Q: You begin with Moms Mabley. Why did you choose to start the book with her?
A: In the chronology, she was the first. It’s hard to know if she or Jean Carroll was doing standup first, but I put them in chronological order of their birth, their appearance on the scene.
There were so many things about her that were unique to the book—her race, the factors she had to deal with, like performing in blackface.
It was nearly a rags-to-riches story—a Black woman born in the 1890s in North Carolina, and she becomes a homeowner in Westchester County.
Q: The last chapter on your book focuses on Joan Rivers, and you say, “In Joan Rivers, all the streams that women comedians had been working in previously came together in one quicksilver, five-foot-two-inch package of nerves, angles, jabs, and jokes.” Can you say more about that?
A: She’s got a rat-a-tat thing we associate with male comedians and with Jean Carroll and Phyllis Diller. Also, there’s the modern thing—a deeper psychological humor that’s not just one-liners about your mother-in-law. It’s about neuroses.
She’s also got the bawdiness. Totie Fields and Phyllis Diller were never dirty comics. Joan Rivers would talk about her marriage—she joked about her husband’s suicide.
To me, she was like the Beatles. There were other groups before the Beatles, and the Beatles absorbed all of that. One night on TV was all they needed. It was like Joan Rivers on the Tonight show.
Q: Did any of the women especially fascinate you?
A: Moms’ story is amazing. I wasn’t sure she’d fit the narrative. I remember at 6 years old seeing her as an old lady on TV.
But the more I learned about her—she performed with Benny Goodman and Louis Armstrong on Broadway. She was openly queer, or at least, backstage. She performed in blackface. At the end of her career, she was onstage with Kris Kristofferson. She performed with the Jackson Five. A biography of Moms Mabley would uncover more.

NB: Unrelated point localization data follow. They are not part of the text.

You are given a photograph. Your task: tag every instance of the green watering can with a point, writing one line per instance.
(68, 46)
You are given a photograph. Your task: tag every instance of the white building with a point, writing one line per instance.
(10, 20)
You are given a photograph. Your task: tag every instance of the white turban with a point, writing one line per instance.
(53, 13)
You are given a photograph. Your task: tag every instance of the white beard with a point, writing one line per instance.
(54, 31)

I feel the same way about Elaine May. I was totally prepared when this book was done to say I’m going to do an Elaine May book, but now someone’s doing it. It’s a really important book to write. They gave her the PEN Lifetime Award and it’s called the Mike Nichols Award [named for her comedy partner]. She’s a bona fide genius, but a footnote to a man’s life.
Q: What do you see as the legacy of these women today, and who is carrying on their traditions?

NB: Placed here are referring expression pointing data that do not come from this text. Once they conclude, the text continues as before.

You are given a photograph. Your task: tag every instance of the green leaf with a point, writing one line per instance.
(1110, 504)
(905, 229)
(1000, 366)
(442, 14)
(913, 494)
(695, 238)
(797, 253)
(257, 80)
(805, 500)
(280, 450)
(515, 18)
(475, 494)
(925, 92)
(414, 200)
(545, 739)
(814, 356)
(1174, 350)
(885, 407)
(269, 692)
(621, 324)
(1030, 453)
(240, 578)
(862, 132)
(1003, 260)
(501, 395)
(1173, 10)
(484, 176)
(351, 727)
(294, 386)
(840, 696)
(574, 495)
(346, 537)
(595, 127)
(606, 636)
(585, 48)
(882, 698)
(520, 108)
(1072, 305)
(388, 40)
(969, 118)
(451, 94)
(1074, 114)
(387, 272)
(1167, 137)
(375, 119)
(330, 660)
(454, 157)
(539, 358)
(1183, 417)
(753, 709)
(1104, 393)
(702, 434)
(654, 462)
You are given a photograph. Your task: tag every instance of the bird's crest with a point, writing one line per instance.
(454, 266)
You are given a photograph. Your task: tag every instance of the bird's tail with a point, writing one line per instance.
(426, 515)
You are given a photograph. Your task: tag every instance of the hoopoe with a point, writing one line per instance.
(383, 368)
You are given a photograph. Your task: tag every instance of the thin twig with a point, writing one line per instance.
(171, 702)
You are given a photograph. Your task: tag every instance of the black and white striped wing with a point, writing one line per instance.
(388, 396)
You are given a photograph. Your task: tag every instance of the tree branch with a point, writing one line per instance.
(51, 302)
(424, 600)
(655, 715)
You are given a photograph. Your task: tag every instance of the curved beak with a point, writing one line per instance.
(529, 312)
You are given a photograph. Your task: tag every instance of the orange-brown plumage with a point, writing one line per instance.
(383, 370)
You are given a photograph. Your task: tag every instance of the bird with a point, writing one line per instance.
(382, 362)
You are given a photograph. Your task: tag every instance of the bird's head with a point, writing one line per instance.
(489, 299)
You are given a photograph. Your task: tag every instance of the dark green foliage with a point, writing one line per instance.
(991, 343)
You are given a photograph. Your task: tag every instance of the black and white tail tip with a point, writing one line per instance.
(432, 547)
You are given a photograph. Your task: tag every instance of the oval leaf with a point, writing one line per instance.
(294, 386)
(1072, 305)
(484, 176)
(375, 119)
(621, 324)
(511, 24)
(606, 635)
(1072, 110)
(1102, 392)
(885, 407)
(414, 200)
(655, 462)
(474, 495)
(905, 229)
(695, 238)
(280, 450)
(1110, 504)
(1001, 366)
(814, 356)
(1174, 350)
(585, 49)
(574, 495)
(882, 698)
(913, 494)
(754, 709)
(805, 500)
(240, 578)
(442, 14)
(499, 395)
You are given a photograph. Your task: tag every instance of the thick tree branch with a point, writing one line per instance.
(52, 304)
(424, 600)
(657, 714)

A: We live in a golden age of women’s comedy, except that it’s still growing, so the [peak] could be another five or 10 years down the line.
You could make a line between Moms and Whoopi Goldberg, Tiffany Haddish, Wanda Sykes. Black women in their 40s and older doing comedy before it truly crossed over.

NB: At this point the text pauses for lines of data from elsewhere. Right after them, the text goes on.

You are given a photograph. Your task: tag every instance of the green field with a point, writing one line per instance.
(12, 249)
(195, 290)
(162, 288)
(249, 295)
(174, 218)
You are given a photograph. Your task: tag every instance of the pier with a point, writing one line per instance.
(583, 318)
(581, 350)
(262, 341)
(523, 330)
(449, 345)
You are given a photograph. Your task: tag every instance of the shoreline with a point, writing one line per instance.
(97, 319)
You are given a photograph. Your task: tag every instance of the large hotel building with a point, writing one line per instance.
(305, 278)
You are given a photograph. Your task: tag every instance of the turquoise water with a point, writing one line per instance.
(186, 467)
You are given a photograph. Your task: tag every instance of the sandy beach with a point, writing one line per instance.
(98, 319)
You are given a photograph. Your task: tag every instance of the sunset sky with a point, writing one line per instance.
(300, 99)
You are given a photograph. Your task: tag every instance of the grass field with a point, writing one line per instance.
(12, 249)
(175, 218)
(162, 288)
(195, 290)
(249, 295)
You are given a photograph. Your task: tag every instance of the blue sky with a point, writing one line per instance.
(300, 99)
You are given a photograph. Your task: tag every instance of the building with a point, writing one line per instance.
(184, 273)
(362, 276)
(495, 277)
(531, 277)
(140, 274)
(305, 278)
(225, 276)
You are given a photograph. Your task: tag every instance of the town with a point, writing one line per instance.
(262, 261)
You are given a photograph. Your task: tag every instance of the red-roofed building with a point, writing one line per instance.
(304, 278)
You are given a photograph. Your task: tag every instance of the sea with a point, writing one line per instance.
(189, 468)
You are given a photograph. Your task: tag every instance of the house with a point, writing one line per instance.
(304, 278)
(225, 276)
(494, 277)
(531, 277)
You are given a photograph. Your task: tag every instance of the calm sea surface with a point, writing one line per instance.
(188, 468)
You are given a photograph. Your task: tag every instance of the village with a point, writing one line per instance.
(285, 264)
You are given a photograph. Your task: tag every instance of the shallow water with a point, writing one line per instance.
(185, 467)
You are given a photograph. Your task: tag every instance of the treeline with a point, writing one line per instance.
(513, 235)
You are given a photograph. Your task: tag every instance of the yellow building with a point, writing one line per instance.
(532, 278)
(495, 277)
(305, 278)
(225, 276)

With Joan Rivers, there’s some DNA with Sarah Silverman and Amy Schumer. With Elaine May, who writes as well, there’s Tina Fey.
Some of it was unreachable until these women cut through the forest to get there. They were trailblazers. Many didn’t know about the others. Phyllis Diller likely didn’t know about Moms Mabley. They were on their own.
When one became established, they might give a hand to one who was coming up. Phyllis was considered one of the truly nicest people, and was happy to give a hand to anyone. In comedy, that’s not necessarily a given.
Q: What are you working on now?
A: I have two projects in the works that are almost completely the opposite to this. There’s a podcast about Lew Wasserman and Ronald Reagan, called Glitter and Might, about the relationship between Hollywood and politics, and I’m researching a biography of Clint Eastwood.
Q: Anything else we should know about In on the Joke?
A: Something I learned was reflected on every page. It was a joy to be able to dive in, speak to people, hear and see their comedy routines. Most of the book was researched and written during Covid; I could look forward to sitting down to work. The women are so delightful and inspired. That’s not the case with every project!